The startup is working with hospitals to prepare the filter for deployment and testing in a clinical environment.
Ultimately, the invention may function as a "smart filtration system" in medical offices, clinics, hospitals and nursing homes to help prevent increasingly common hospital-acquired infections, Biswas said.
Someday, commercial settings and homes may also benefit from the technology -- "not to mention the indoor air quality problems that many parts of the world are facing," he said.
We inhale no less than a million particles with each breath we take in a reasonably clean room, he noted. Because the filter would ensure cleaner, more breathable air, Biswas hopes it soon becomes available for home use, though no market date has been set.
Finally, another pharmaceutical company is working hand in hand with the American government to develop its own new treatment for the flu.
Another weapon in the armature of flu warriors may be pimodivir, an experimental drug discovered by Boston-based Vertex Pharmaceuticals and in development at a Johnson & Johnson subsidiary, Janssen Pharmaceuticals, Inc.
Pimodivir works by targeting and inhibiting part of the virus replication process. Its mode of action is unlike that of existing antiviral drugs, so its makers say the drug may treat influenza A virus infections that have developed resistance to existing drugs.
In June, Johnson & Johnson announced that pimodivir significantly decreased the viral load in adult patients with seasonal flu over seven days. Patients treated with pimodivir and oseltamivir (Tamiflu) also showed a significant reduction in viral load compared with people who received pimodivir alone at the same dose.

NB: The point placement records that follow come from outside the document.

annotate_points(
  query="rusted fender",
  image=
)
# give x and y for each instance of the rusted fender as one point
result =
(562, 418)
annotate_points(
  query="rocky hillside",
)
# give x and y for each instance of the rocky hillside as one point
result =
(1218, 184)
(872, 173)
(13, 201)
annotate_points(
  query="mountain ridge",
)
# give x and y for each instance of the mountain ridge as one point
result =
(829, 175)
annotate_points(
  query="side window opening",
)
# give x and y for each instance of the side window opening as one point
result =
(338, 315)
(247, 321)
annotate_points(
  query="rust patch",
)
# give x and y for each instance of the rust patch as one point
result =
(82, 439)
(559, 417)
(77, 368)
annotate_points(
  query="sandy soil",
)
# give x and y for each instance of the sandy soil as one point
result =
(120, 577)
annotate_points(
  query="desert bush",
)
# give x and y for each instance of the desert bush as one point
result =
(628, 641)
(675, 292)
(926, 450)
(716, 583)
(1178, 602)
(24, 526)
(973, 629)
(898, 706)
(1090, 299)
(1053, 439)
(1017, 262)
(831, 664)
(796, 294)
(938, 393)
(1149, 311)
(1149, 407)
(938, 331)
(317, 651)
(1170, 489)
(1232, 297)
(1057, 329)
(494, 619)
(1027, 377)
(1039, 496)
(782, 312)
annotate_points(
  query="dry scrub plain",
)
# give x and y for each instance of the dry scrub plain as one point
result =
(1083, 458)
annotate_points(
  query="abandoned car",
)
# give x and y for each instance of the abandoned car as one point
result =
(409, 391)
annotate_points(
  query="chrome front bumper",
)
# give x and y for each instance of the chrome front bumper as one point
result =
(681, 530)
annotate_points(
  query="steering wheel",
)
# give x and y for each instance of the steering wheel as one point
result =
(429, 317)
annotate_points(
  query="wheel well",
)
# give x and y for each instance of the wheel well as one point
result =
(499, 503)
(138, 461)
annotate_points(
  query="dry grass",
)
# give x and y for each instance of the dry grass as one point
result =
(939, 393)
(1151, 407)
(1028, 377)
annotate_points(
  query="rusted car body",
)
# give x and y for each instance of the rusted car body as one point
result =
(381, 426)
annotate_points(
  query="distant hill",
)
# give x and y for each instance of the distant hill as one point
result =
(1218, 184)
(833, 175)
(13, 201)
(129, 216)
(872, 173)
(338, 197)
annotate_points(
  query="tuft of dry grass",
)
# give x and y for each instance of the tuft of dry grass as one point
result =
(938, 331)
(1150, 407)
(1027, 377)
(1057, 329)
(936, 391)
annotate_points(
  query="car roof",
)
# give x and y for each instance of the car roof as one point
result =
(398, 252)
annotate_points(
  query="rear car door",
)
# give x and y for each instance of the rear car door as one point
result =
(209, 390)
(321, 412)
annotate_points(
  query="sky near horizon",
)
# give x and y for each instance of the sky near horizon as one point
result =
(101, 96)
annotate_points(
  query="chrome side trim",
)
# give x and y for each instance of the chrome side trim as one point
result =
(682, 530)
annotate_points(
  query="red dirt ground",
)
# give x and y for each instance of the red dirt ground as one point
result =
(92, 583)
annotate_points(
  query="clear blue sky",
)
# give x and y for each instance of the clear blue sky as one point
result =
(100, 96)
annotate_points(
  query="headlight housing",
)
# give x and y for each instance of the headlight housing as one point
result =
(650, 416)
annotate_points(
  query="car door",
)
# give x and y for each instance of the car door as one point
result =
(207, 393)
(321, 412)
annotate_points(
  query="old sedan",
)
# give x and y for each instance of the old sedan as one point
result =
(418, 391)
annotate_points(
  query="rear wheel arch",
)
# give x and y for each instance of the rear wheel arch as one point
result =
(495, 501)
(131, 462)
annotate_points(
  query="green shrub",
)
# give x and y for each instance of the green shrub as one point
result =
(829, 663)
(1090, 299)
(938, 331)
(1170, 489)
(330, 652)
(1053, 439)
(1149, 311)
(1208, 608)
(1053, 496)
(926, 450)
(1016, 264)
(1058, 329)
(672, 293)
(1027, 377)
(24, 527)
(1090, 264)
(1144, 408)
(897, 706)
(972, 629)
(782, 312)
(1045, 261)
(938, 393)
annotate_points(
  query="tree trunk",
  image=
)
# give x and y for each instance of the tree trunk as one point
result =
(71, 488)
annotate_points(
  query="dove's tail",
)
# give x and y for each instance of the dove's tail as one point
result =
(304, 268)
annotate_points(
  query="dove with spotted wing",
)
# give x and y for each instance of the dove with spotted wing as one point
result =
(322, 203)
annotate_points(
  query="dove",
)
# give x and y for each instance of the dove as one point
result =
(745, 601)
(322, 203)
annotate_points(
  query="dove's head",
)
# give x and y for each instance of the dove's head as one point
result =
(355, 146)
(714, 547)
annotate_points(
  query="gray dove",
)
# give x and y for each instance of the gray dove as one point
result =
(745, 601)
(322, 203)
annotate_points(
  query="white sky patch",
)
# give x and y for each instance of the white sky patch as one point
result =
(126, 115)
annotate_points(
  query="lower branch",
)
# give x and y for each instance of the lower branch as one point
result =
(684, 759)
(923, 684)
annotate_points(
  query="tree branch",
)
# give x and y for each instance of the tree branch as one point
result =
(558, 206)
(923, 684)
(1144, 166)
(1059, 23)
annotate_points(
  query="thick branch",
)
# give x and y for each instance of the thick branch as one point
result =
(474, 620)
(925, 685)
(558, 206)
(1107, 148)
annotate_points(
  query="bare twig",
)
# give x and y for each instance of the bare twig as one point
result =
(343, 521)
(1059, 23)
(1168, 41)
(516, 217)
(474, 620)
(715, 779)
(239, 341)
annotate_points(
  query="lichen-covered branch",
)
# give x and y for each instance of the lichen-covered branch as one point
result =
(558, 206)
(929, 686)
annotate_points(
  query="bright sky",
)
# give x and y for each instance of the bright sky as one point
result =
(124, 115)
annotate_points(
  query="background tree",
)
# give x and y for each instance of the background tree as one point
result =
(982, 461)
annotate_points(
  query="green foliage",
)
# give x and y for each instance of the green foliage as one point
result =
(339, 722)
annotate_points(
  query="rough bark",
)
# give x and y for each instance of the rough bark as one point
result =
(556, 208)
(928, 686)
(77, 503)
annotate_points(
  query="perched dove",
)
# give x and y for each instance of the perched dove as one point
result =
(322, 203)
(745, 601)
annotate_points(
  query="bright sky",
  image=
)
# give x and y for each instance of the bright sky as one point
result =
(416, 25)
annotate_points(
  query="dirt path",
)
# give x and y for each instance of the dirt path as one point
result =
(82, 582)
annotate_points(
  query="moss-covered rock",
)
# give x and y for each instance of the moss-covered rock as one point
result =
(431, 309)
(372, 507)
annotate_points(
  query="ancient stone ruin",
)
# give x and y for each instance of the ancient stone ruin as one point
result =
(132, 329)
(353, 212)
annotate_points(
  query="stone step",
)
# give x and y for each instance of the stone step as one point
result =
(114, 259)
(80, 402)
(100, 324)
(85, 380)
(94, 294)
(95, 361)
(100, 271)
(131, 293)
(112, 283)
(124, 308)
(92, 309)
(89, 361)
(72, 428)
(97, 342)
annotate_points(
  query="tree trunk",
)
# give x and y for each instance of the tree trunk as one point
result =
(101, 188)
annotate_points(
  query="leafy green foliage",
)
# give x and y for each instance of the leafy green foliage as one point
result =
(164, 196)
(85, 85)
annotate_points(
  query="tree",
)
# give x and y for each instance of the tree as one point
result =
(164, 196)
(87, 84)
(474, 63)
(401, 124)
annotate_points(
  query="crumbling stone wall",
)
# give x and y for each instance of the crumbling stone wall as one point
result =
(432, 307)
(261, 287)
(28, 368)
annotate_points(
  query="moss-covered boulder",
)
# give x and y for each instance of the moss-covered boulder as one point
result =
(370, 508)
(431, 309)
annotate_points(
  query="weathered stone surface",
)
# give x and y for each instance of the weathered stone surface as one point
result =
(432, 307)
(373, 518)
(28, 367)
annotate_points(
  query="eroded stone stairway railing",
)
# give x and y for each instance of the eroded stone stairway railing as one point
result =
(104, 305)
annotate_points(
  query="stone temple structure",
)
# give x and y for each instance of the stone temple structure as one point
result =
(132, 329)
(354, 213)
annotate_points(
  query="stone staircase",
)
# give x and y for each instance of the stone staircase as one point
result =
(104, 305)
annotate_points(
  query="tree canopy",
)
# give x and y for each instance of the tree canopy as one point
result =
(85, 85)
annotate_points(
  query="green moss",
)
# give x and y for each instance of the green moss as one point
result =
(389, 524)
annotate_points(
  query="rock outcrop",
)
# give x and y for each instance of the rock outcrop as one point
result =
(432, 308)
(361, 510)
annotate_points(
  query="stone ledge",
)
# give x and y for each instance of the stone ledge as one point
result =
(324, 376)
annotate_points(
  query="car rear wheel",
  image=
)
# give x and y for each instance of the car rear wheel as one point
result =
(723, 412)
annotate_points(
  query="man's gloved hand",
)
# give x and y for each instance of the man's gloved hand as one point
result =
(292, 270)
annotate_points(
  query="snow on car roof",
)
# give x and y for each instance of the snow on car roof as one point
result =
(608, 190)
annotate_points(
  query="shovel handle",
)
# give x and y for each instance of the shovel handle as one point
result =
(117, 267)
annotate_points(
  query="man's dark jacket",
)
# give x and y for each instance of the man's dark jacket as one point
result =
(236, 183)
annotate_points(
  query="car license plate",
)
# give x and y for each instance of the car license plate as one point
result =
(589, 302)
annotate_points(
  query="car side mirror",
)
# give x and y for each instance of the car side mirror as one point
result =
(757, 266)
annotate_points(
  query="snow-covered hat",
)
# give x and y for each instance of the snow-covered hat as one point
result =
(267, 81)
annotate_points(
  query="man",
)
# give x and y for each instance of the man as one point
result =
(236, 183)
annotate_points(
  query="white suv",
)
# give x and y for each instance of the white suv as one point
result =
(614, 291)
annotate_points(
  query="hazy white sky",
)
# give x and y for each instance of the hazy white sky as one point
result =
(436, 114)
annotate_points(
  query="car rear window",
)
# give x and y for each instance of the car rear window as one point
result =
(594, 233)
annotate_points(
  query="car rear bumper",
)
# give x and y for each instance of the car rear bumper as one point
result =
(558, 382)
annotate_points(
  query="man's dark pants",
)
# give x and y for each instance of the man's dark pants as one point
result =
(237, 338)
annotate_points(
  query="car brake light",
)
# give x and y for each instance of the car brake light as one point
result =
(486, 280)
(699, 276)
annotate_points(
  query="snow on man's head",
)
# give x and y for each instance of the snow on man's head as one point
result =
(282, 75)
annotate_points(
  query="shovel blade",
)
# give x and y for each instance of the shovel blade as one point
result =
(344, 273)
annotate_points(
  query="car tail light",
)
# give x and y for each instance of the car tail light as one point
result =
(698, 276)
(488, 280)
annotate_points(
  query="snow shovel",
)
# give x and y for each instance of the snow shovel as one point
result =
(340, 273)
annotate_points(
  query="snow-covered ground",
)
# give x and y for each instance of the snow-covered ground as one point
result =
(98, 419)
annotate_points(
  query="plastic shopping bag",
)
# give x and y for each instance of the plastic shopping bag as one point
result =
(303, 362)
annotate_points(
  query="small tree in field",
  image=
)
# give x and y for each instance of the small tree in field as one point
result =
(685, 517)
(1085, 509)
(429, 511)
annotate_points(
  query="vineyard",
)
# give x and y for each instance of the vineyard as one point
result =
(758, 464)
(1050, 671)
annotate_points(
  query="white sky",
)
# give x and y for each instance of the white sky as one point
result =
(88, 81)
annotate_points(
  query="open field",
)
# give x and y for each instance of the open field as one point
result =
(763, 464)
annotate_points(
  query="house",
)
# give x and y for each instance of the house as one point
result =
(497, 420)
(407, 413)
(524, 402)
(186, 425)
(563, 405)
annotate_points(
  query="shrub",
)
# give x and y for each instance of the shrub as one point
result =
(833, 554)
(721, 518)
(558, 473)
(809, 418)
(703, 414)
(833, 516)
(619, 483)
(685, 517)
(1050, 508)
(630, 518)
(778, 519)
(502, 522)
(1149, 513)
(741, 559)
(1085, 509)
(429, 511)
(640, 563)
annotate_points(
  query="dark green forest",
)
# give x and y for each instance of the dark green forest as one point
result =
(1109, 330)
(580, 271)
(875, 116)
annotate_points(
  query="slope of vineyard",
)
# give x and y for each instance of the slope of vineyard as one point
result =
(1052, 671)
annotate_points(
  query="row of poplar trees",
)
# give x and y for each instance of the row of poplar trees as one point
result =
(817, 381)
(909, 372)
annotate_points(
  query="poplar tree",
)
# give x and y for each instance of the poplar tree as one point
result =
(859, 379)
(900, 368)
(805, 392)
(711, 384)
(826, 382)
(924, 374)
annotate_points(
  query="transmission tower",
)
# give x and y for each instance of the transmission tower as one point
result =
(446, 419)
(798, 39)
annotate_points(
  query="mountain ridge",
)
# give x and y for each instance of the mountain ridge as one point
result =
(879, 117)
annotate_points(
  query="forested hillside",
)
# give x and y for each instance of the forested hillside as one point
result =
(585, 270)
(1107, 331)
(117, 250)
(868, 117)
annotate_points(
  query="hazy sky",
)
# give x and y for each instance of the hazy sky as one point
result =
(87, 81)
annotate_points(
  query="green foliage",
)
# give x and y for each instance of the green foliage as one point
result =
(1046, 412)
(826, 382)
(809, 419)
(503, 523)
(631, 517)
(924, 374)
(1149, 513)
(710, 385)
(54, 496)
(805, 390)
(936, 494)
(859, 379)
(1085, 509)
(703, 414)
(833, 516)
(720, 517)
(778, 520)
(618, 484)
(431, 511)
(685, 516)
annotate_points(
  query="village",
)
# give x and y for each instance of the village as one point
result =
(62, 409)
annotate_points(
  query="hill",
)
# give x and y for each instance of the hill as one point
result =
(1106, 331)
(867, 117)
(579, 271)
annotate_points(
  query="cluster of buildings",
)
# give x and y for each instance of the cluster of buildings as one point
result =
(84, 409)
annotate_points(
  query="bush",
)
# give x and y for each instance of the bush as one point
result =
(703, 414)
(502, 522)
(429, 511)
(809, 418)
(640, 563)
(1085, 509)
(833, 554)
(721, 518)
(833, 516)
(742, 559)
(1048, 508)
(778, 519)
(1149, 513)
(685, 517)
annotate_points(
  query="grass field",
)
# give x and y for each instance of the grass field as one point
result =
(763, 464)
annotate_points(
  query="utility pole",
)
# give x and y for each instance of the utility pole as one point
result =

The researchers say there were no significant safety concerns with pimodivir, though some patients experienced diarrhea and nausea.
Pimodivir received FDA fast-track designation in March. Pimodivir is funded in part by the Biomedical Advanced Research and Development Authority, part of the US Department of Health and Human Services.
There are two ongoing studies where the drug's efficacy is being tested by treating hundreds of sick patients, according to Johnson & Johnson spokeswoman Katie Buckley.